Has Mr Lang signalled the end of the merger boom? Certainly it is hard to see how some recent deals, such as Scottish & Newcastle's acquisition of Courage or the GEC bid for VSEL, could have been allowed under the new guidelines. Bass can also probably kiss goodbye to any hope of taking over Carlsberg Tetley. But whether rationalising mergers such as that of Royal Insurance and Sun Alliance also fall foul of the return to old values remains to be seen. A couple of big City deals are said to be virtually ready to go. They are likely to provide an interesting test.

Fear behind the big words at the BBC

When we think of pay-TV, we tend to think about Rupert Murdoch and his wildly profitable Sky satellite service. In fact, the UK has had its home- grown pay-TV service for decades - it's called the BBC.

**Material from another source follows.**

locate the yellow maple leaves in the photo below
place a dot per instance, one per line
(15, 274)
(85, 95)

The whole matter of the licence fee was the leitmotif at the "all-singing, all-dancing" presentation yesterday of the BBC's blueprint for the digital age. The BBC is ready to give viewers a wonderful package of services, in addition to the wares on view on BBC1 and BBC2. A 24-hour news service, programme notes, biographies of our favourite stars - all this, and wide- screen TV and CD-quality sound too. And all for free, except for the little matter of pounds 400 for a set-top box to unscramble the digital signal.

But there's more. The BBC wants to offer subscription channels as well, available to those who pay extra. These will be developed without using the licence fee, the Beeb swears. It intends to work with private-sector partners, as it has already done with Pearson in developing its UK Gold satellite and cable service. It also hopes to see its borrowing capacity expanded - provided it can convince the Government that the fresh funding is linked to its purely commercial, market-based activities, and in no way is tied to the licence income.

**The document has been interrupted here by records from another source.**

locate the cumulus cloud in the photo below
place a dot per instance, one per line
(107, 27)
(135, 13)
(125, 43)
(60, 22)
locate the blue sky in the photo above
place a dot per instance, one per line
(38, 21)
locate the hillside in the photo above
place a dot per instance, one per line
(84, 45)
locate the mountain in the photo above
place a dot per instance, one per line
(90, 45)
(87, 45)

One must have some compassion for the BBC's hard-working strategists, who face a nearly impossible task. On the one hand, they must convince us all that the corporation remains a public service broadcaster, worthy of our yearly, compulsory support. But in a multi-channel environment, faced with competition from the likes of Mr Murdoch, Michael Green and Gerry Robinson, not to mention Disney and Time-Warner, the BBC must also be a commercially minded participant in the media market.

Squaring that circle is just about possible today, when the BBC takes 45 per cent of all TV audience share. But what about in 10 years? At what point is the licence fee no longer sustainable? At what point do we say, the BBC is a broadcaster comme les autres?

The digital blueprint published yesterday contained hint after hint of this harsh reality. True, its authors talked about the real "opportunities" afforded by the digital age, and about the stellar BBC brand name. But there was fear behind the big words. Consider how plaintive these words appear: the BBC must support "the best British talents" (at what cost?); it must buttress "our unique culture, heritage and traditions" (even if the market doesn't want to?).

There is a difficult contradiction between public service and the market. By grasping the digital future by the lapels, the BBC itself has opened the debat e again about the future of public service broadcasting in the UK. If the BBC wants us to pay extra for certain services, then why not go the whole hog, and ask us to pay for even the mainstream channels? The licence fee is much lower than the price of a Sky subscription for a year, so perhaps viewers wouldn't mind coughing up voluntarily. It will become increasingly difficult to sustain any other argument. Either we have a publicly funded and accountable broadcaster, protected from the indignities of the market, or a commercial BBC, vying with other broadcasters for the pounds in viewers' pockets.